I am struggling with the maths - your mum helped out with £15k towards the renovations, he paid £9k but you contributed the bulk of the total £30k? This reads as you have put £6k of your own money in?

If you have good records (and what to go beyond a straight spilt dependent on the % in the deeds), set out who has paid what and who owes what in loans - it sounds like the loan from your mum was to both of you. No idea how you value the work he did.

Also bear in mind that if you get solicitors involved, then this will reduce your payout.
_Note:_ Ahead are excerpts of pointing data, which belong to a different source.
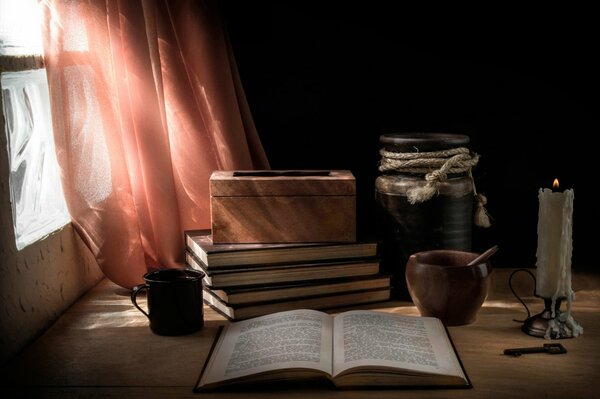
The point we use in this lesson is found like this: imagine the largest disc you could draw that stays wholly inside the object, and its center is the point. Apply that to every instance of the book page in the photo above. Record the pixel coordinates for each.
(292, 339)
(368, 338)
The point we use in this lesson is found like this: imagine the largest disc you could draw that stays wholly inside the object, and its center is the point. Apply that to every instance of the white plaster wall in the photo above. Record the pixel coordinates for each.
(41, 281)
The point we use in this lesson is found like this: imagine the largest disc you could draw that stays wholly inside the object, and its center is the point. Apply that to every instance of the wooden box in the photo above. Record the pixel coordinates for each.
(283, 206)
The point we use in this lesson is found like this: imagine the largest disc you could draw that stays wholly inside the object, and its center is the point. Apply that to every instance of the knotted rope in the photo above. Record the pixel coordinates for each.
(436, 166)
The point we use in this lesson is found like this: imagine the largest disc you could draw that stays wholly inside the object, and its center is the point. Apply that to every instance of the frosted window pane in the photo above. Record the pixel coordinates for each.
(37, 199)
(20, 27)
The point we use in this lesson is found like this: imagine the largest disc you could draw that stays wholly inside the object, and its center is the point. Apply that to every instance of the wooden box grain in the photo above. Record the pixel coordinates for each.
(283, 206)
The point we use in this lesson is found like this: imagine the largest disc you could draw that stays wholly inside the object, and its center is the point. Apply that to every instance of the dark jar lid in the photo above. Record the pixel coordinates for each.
(423, 142)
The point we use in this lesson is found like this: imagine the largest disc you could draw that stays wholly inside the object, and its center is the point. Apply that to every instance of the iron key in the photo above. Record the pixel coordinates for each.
(553, 349)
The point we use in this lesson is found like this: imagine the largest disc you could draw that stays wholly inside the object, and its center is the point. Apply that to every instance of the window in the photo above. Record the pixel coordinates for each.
(38, 204)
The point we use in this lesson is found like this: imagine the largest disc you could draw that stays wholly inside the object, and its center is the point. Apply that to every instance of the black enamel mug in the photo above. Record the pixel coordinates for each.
(174, 299)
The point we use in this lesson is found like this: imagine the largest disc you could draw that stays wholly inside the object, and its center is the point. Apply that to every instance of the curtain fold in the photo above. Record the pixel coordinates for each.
(146, 103)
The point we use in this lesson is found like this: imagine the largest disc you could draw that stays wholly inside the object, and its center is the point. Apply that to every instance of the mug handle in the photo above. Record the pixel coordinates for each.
(136, 290)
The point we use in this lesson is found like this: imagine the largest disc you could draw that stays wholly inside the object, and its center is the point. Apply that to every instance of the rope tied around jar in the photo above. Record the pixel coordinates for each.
(436, 166)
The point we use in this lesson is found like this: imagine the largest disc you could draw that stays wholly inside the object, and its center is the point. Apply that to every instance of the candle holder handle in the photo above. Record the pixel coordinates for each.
(517, 296)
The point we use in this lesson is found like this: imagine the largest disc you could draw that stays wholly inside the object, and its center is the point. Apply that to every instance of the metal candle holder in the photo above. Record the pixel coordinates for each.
(550, 323)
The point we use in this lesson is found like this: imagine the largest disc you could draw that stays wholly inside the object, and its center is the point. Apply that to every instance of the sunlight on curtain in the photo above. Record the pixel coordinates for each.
(20, 27)
(146, 103)
(92, 169)
(36, 195)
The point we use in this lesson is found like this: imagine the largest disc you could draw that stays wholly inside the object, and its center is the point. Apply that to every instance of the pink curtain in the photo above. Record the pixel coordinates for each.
(146, 103)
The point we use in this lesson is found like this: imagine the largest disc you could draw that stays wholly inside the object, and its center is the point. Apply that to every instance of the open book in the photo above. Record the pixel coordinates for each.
(354, 349)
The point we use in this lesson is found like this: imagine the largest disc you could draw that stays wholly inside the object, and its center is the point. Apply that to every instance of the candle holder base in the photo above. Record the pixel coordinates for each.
(549, 326)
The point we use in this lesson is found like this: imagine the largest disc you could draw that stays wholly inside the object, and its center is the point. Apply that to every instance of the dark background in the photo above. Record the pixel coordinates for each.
(324, 80)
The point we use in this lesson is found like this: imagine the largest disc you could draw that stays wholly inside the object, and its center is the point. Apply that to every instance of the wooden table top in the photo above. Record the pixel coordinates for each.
(102, 347)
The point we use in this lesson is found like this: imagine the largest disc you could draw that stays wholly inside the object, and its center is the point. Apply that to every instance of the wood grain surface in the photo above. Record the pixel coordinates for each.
(102, 347)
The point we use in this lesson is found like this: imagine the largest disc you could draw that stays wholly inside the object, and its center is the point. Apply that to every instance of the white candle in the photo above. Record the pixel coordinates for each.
(555, 244)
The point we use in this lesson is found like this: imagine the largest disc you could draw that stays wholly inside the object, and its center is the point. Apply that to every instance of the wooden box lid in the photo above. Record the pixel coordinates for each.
(282, 183)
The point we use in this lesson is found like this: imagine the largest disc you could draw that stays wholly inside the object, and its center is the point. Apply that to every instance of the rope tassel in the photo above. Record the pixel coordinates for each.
(436, 166)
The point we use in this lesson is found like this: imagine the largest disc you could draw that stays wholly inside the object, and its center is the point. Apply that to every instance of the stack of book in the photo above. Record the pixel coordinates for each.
(249, 280)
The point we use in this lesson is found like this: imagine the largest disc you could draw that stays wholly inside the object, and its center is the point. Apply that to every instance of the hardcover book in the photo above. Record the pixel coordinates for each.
(240, 312)
(354, 349)
(214, 256)
(283, 272)
(289, 290)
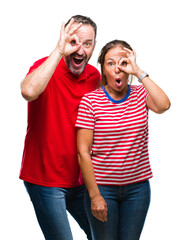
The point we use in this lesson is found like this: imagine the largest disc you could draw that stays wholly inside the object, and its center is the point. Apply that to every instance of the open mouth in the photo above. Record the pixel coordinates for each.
(118, 82)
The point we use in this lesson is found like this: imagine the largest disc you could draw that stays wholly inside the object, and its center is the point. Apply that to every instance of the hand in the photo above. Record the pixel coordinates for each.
(68, 42)
(99, 208)
(128, 64)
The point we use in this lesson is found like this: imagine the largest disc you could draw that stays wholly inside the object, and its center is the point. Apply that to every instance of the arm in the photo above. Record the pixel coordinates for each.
(84, 143)
(35, 83)
(157, 100)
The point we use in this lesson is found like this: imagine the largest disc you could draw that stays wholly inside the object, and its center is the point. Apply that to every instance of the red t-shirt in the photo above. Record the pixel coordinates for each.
(50, 152)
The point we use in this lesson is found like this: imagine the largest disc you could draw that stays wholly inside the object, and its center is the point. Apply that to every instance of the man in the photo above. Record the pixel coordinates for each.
(53, 88)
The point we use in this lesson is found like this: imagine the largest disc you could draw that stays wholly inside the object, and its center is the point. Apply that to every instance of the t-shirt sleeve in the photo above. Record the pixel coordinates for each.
(36, 65)
(85, 117)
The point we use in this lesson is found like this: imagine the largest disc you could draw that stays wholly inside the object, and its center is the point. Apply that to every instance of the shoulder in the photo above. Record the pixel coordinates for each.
(96, 93)
(36, 64)
(92, 70)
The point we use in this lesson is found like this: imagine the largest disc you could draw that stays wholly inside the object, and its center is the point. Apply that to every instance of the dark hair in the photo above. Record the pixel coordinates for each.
(84, 20)
(105, 49)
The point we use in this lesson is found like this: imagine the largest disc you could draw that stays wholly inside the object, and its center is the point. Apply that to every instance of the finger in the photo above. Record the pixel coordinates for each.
(100, 216)
(75, 28)
(67, 28)
(75, 40)
(127, 50)
(122, 60)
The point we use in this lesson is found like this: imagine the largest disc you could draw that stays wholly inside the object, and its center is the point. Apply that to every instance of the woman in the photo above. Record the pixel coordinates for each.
(112, 139)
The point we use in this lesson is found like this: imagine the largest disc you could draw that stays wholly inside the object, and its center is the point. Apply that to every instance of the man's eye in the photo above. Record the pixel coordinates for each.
(73, 42)
(87, 44)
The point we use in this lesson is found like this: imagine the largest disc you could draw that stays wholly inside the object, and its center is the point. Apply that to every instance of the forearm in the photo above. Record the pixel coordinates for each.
(35, 83)
(157, 100)
(88, 174)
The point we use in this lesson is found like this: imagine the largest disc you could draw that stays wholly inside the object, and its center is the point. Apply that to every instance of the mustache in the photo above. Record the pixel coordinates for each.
(78, 55)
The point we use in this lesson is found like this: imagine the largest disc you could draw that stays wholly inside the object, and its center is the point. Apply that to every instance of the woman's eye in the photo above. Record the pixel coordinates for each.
(87, 44)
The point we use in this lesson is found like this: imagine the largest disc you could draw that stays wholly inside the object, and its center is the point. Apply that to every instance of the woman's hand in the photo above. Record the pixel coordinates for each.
(99, 208)
(128, 64)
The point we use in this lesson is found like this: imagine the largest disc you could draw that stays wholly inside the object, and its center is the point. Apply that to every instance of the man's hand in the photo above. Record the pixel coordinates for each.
(99, 208)
(68, 42)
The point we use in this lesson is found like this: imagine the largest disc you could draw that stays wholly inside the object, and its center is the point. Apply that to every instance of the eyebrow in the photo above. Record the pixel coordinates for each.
(112, 59)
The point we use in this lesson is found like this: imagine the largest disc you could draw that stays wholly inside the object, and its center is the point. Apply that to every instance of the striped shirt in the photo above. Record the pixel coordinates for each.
(120, 144)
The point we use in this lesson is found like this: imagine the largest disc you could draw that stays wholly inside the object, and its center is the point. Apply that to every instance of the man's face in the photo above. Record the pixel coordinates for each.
(77, 61)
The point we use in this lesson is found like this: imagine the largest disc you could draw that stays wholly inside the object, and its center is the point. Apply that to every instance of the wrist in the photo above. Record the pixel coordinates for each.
(94, 194)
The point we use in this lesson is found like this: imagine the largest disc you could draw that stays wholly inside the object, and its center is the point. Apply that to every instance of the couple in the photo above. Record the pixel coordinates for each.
(92, 129)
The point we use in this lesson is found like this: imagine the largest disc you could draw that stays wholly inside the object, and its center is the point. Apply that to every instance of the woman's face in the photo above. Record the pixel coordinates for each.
(116, 79)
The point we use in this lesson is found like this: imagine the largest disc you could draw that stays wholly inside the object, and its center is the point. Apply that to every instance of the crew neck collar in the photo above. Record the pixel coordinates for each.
(117, 101)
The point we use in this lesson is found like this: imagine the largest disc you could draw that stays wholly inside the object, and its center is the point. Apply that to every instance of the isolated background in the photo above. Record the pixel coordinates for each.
(159, 32)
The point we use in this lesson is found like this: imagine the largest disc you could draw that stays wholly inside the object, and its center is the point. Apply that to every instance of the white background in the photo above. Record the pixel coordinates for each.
(159, 32)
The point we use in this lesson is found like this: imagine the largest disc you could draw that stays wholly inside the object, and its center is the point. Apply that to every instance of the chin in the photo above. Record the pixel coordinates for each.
(77, 71)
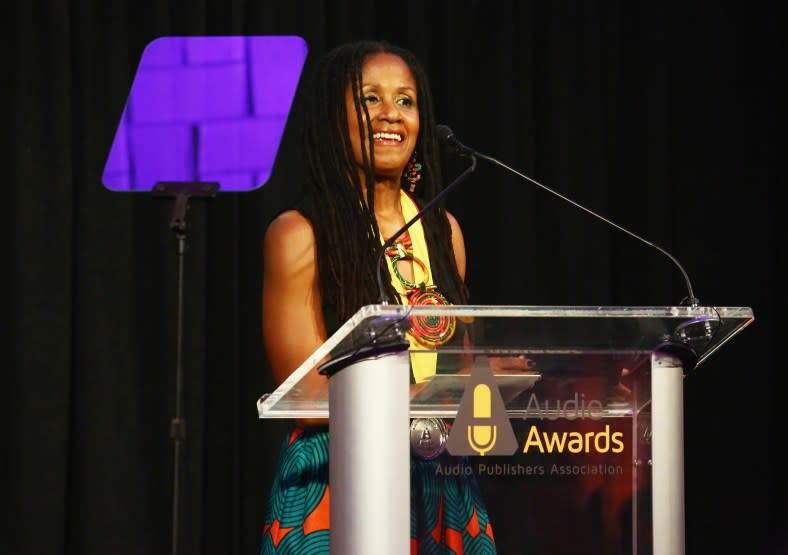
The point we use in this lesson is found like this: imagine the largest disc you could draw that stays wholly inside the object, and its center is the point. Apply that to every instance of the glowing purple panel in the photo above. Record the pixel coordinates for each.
(206, 109)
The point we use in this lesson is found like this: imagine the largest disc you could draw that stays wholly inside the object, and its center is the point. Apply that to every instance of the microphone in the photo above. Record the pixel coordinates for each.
(448, 136)
(481, 437)
(390, 241)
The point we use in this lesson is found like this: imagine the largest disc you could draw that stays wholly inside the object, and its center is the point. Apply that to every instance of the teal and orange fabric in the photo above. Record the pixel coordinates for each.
(448, 516)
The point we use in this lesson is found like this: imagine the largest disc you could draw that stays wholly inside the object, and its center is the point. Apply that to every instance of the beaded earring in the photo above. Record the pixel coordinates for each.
(412, 173)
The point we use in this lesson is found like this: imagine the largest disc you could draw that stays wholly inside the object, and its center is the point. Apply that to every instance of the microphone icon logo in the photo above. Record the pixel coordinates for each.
(481, 436)
(482, 426)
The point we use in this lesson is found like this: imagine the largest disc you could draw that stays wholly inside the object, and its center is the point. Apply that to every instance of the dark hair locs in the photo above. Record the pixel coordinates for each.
(346, 233)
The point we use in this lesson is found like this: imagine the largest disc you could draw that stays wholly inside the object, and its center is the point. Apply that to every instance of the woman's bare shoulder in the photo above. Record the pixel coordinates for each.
(289, 239)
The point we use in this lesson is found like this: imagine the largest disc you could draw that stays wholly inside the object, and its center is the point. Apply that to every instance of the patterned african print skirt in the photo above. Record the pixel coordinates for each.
(447, 514)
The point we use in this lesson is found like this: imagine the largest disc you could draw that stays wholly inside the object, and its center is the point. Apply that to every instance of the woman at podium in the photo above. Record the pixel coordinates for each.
(372, 156)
millymolls · 08/01/2022 19:53

Well legally it’s straightforward
Each party is entitled to the share relevant to how the house is owned - joint tenants is 50:50, tenants in common is 50:50 unless you specified in a fee of trust what % each person holds eg 70:30 or whatever
That’s it

LemonTT · 09/01/2022 00:45

@millymolls

Well legally it’s straightforward Each party is entitled to the share relevant to how the house is owned - joint tenants is 50:50, tenants in common is 50:50 unless you specified in a fee of trust what % each person holds eg 70:30 or whatever That’s it
Yes this is it. But you have both created a complicated tangle of gifts and borrowing that might not be documented. Those parties will have declare their view of the money they gifted or lent to you. But will presumably be happy if they get their money back.
CBedford · 09/01/2022 07:06

Hi all,
Thank you for the comments, really helpful. I have checked and it is 50/50 as a few of you had already said

OP posts:
NeilBuchananisBanksy · 09/01/2022 07:40

If the house is 50/60 that's one thing. But the loans from your mum should be deducted 50/50 too- he can't get you to pay for these on your own. 50/50 is just that. He's having his cake and eating it.

unicornsarereal72 · 09/01/2022 08:20

Debts and gifts are jointly liable.

When I spectated from my partner I got legal advice. I had put in a bigger deposits. And there were some joint debts. So I presented my ex with what had been discussed. Deposits was mine to be ring fenced. Debts deducted from remaining equity. What was left was 50/50.

It is worth seeking out some professional advice. It was about £100 for an hour. But we both knew where we stood going forward.